Guiding Device Specific Optimization using Architecture-Independent Metrics
People
Supervisor
Description
Measuring performance-critical characteristics of application workloads are important both for developers, who must understand and optimize the performance of codes, as well as designers and integrators of HPC systems, who must ensure that accelerator architectures are suitable for the intended workloads. However, if these workload characteristics are tied to architectural features that are specific to a particular system, they may not generalize well to alternative or future systems.
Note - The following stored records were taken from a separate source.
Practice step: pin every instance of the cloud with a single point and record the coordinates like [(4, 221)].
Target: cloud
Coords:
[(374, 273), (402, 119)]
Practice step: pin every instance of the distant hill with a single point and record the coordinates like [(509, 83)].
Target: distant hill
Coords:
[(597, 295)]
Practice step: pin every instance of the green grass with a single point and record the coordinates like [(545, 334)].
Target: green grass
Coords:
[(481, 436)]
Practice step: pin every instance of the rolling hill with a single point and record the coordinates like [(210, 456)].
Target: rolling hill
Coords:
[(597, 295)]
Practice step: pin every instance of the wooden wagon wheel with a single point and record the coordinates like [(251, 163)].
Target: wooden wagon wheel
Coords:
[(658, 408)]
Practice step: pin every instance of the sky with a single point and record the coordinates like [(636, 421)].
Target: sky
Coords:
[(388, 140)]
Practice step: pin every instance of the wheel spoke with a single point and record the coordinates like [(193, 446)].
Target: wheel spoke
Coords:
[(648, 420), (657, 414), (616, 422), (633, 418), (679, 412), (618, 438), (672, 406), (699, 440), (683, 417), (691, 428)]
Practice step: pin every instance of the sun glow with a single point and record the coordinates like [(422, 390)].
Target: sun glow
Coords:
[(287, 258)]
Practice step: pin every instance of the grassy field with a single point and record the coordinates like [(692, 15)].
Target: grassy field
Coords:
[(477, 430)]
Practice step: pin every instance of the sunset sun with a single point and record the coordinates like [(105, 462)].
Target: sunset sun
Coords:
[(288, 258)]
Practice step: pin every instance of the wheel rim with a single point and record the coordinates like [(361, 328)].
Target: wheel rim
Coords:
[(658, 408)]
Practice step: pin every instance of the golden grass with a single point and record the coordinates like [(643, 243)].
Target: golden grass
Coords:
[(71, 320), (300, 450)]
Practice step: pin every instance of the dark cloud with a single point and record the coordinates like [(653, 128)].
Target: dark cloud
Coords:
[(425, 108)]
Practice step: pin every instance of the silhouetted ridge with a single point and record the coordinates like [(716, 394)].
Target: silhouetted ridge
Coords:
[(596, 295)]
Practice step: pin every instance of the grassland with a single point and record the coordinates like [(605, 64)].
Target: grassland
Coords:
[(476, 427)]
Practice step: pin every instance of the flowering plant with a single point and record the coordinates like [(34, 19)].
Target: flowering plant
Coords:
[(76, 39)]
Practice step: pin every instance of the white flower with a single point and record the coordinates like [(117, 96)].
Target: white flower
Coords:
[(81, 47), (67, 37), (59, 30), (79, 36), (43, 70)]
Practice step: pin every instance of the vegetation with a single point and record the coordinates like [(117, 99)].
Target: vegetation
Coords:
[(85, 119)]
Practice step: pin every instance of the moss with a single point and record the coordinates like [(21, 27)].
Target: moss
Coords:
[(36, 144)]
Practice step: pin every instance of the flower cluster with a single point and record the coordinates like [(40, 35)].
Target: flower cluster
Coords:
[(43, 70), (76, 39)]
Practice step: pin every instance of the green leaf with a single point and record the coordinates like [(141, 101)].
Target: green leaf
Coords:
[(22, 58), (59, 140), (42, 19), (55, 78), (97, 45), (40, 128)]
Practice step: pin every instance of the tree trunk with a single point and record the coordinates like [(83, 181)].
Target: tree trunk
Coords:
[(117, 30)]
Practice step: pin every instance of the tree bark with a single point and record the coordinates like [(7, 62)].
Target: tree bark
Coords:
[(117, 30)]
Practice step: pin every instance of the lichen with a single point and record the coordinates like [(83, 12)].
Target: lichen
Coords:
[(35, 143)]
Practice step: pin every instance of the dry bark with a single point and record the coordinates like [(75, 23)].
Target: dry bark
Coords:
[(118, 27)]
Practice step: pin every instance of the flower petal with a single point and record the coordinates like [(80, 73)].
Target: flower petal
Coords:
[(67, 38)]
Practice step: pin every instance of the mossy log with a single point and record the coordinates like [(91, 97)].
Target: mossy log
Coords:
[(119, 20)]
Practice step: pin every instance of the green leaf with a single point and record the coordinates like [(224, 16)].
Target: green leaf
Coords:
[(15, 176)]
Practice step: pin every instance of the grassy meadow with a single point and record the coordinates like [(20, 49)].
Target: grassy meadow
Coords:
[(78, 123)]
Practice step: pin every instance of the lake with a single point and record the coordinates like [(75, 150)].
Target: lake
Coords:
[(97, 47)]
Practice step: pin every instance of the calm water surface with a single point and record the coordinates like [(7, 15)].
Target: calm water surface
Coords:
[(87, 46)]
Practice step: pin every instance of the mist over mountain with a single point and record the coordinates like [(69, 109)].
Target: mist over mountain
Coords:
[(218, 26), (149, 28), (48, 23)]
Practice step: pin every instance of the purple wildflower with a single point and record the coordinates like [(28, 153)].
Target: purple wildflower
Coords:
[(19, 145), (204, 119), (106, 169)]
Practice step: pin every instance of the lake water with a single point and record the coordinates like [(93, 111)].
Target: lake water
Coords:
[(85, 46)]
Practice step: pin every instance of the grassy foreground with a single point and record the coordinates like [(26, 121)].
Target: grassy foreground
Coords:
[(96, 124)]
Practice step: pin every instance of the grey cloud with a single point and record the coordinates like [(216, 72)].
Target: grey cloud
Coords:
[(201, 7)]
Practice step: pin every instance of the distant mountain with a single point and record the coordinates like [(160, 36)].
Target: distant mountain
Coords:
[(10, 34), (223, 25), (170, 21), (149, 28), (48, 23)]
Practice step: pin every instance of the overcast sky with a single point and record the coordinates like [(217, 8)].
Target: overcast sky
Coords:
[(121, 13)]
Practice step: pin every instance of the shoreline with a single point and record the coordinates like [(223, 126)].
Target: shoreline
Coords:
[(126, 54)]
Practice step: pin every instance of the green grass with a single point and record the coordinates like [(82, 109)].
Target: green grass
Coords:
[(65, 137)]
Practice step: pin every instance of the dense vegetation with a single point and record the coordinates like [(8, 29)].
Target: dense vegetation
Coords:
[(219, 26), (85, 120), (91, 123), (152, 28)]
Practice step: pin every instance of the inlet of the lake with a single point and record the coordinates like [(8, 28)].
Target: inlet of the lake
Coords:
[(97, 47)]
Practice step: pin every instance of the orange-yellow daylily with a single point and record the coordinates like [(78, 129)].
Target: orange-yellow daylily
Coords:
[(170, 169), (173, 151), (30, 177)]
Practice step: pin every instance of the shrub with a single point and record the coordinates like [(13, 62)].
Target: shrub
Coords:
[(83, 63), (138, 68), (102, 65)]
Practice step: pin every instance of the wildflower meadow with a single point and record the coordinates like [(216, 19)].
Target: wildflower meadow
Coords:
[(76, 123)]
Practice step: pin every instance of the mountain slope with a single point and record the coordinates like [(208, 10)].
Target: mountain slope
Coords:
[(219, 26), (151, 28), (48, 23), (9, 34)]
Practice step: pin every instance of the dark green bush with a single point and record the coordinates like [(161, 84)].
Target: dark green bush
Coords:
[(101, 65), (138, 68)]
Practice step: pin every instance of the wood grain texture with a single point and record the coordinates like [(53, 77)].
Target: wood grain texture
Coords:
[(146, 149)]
An architecture-independent method ensures an accurate characterization of inherent program behaviour, without bias due to architecture-dependent features that vary widely between different types of accelerators. The Architecture-independent workload characterization (AIWC) tool [1] collects a set of metrics which determine the suitability and performance of an application on any parallel HPC architecture. These metrics were initially collected primarily for the prediction of execution times, but since they are representative of structural characteristics of the underlying program and are free from architectural traits, they can be used in identifying performance limitations of a given implementation and the associated penalties for a target device.
Goals
This project will develop a methodology to examine a kernel's suitability to a given accelerator, and potential for optimization, by measuring its AIWC features. The ultimate aim of this work is to identify common trends which could be used to inform or guide the optimization efforts of the developer. Best practice optimizations for CPU and GPU (e.g. [2,3]) will be applied to selected portable OpenCL codes, and the changes in AIWC features due to each optimization measured.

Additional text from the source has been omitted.